Lt. Gen. William B. Caldwell IV, the commander of the Army’s Combined Arms Center at Fort Leavenworth in Kansas, began briefing lawmakers on the document on Thursday. In an interview, he called it a “blueprint to operate over the next 10 to 15 years.”

Gambino Family Hierarchy Indicted in Large Mob Sweep

Federal and state authorities early Thursday began rounding up scores of accused organized crime figures on a series of indictments charging murder, racketeering, construction extortions and other crimes in the largest such sweep in recent memory, law enforcement officials said.

More than 60 people — among them the entire Gambino family hierarchy and reputed figures from the Genovese and Bonanno families — are named in two indictments, along with union and construction industry officials, the law enforcement officials said.

By about 10 a.m., 52 people were already in custody, including the family’s acting underboss, Domenico Cefalu, and consigliere, Joseph Corozzo, the officials said. The acting boss, who prosecutors identified as John D’Amico, known as Jackie the Nose, was not yet in custody and several officials said he was believed to be on vacation.

The arrests were announced this morning at a news conference at the office of U.S. Attorney Benton J. Campbell in Brooklyn.

The charges, which are being brought in U.S. District Court in Brooklyn and state Supreme Court in Queens, also include seven murders — three dating back more than a quarter century — along with racketeering, extortion and state gambling charges, officials said.

America Intensifies Efforts To Restore Peace in Kenya

The American government is playing an increasingly active role in trying to restore peace in Kenya, holding hearings in Washington on Thursday and threatening to prohibit some Kenyan politicians from entering the United States.

A spokesman for the American Embassy in Kenya said Thursday that the embassy had written to 10 politicians and businessmen warning that they and their relatives would be denied entry into the United States if the embassy determined that they had instigated or participated in violence.

More than 1,000 people have been killed in Kenya since a disputed election in December, and human rights groups have said much of the violence was organized. The American Embassy is warning people in the government and the opposition, and is trying to use the issue of visas to press the leaders to act responsibly and support efforts to reach a political compromise.

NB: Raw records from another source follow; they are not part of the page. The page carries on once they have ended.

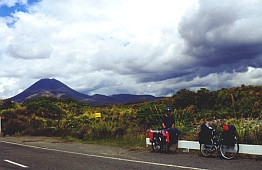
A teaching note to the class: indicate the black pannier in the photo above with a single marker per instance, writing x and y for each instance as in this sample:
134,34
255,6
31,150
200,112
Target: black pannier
228,135
205,135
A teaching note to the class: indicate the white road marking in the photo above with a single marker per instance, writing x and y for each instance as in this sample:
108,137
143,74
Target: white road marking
106,157
14,163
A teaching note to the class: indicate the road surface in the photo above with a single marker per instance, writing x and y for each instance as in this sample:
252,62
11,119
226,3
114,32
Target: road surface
42,153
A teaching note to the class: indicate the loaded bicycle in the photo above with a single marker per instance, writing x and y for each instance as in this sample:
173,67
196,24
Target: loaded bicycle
227,145
163,140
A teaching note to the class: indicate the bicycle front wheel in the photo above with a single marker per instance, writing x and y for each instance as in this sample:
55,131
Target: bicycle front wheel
229,152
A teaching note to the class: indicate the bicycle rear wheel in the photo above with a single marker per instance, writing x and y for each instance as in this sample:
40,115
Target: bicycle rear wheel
229,152
206,150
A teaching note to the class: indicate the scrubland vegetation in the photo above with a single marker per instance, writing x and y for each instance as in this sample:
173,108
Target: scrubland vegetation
128,124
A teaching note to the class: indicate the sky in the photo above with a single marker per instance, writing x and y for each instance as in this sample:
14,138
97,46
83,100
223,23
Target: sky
130,46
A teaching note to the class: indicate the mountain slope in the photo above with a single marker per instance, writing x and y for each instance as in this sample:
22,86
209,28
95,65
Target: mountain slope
54,88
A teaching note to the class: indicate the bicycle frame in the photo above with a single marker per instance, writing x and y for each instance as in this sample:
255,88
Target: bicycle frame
226,151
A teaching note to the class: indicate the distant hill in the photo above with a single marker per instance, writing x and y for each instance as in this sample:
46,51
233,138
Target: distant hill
54,88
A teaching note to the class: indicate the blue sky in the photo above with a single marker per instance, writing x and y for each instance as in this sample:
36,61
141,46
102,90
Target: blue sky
130,46
9,8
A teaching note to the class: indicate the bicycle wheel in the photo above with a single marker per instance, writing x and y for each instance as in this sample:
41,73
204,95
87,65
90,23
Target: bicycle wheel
206,150
229,152
172,148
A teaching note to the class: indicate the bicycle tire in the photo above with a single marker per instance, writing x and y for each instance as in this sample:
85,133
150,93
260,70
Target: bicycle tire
172,148
206,150
229,152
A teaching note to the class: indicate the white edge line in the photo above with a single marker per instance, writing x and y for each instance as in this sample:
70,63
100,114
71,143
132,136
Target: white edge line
106,157
23,166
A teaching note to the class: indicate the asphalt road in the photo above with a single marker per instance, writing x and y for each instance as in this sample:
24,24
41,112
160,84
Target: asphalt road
43,153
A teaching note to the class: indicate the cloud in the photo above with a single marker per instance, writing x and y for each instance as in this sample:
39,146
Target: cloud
131,46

“We consider the violence as the most immediate issue to deal with,” said T.J. Dowling, the embassy spokesman. “We wanted to let these people know that we are scrutinizing their acts and we will take action accordingly.”

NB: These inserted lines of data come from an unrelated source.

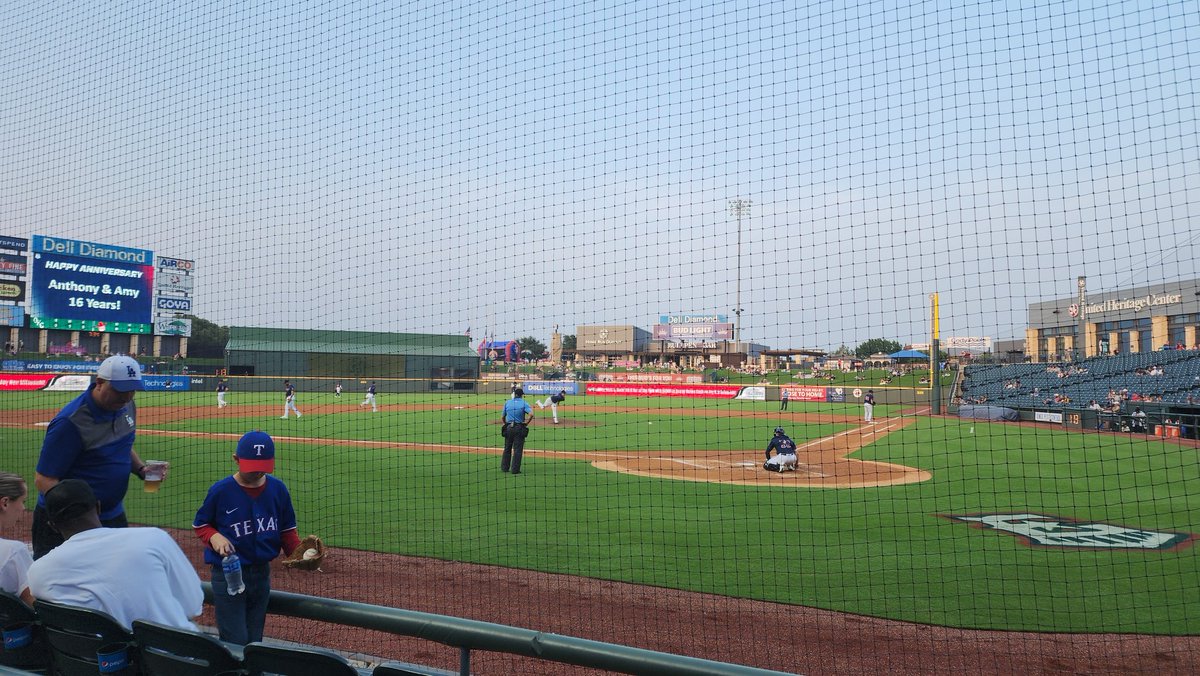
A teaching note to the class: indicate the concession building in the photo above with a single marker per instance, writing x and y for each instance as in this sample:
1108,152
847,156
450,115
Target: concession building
411,362
1120,322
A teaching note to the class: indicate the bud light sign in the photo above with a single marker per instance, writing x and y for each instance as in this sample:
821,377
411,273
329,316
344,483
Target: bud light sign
175,304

A Global Anti-Smoking Project

Tobacco could kill up to a billion people during the 21st century, as cigarette sales soar in poor and middle-income countries even as they drop in wealthier ones, says a report issued Thursday by the World Health Organization.

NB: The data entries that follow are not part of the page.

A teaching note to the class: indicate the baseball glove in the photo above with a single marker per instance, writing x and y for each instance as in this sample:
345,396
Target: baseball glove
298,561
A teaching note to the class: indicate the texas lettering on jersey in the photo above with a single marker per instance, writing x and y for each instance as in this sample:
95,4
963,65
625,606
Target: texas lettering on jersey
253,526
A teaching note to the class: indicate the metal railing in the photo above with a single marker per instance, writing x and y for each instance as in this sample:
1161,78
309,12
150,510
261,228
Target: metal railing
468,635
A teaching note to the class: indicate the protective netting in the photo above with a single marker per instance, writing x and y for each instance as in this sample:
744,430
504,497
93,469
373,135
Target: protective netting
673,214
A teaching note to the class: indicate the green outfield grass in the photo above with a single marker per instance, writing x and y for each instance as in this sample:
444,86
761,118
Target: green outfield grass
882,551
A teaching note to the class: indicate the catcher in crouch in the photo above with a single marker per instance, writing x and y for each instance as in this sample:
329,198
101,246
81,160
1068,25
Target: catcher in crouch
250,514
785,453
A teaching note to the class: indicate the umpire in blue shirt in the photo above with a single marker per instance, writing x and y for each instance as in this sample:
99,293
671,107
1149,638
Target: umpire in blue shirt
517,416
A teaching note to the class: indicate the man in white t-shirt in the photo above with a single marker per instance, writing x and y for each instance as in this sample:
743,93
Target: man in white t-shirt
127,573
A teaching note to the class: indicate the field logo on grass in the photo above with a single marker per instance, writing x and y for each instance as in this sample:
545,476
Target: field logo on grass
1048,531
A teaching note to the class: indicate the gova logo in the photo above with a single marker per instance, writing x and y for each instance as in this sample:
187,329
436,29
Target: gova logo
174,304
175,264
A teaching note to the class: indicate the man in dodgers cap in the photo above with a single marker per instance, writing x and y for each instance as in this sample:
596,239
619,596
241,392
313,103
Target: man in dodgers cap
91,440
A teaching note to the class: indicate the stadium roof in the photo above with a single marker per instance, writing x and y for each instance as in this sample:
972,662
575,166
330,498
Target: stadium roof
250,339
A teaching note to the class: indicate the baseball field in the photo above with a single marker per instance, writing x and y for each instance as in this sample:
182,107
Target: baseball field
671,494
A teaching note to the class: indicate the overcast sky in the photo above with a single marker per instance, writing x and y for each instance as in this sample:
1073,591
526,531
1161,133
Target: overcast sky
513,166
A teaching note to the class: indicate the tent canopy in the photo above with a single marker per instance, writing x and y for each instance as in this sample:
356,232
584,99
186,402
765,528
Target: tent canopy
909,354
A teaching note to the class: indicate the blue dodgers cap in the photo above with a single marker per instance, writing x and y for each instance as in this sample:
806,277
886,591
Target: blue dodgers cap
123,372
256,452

The report, financed by Mayor Michael R. Bloomberg’s foundation, suggests a six-point program for fighting the tobacco industry’s influence.

“The WHO is described by the tobacco industry as its biggest enemy,” Dr. Margaret Chan, the organization’s director-general, said at a news conference introducing the report. “Today we intend to enhance that reputation.”

Nicknamed Mpower and based on a partly successful program for fighting drug-resistant tuberculosis, the report suggests raising cigarette taxes, banning smoking in public places, enforcing laws against giving or advertising tobacco to children, monitoring tobacco use, warning people about the dangers and offering free or inexpensive help to smokers trying to quit.

The report, to which Bloomberg Philanthropies contributed $2 million, is the first to compile global data on how many smokers or tobacco chewers each country has, how much they pay in tobacco taxes, and how antismoking efforts are faring.

Among its conclusions: Poor and middle-income countries collect 5,000 times as much in tax revenue from tobacco as they spend in fighting its use. Only 5 percent of the world has no-smoking laws like those in New York City. Uruguay does more than any other country to reduce smoking.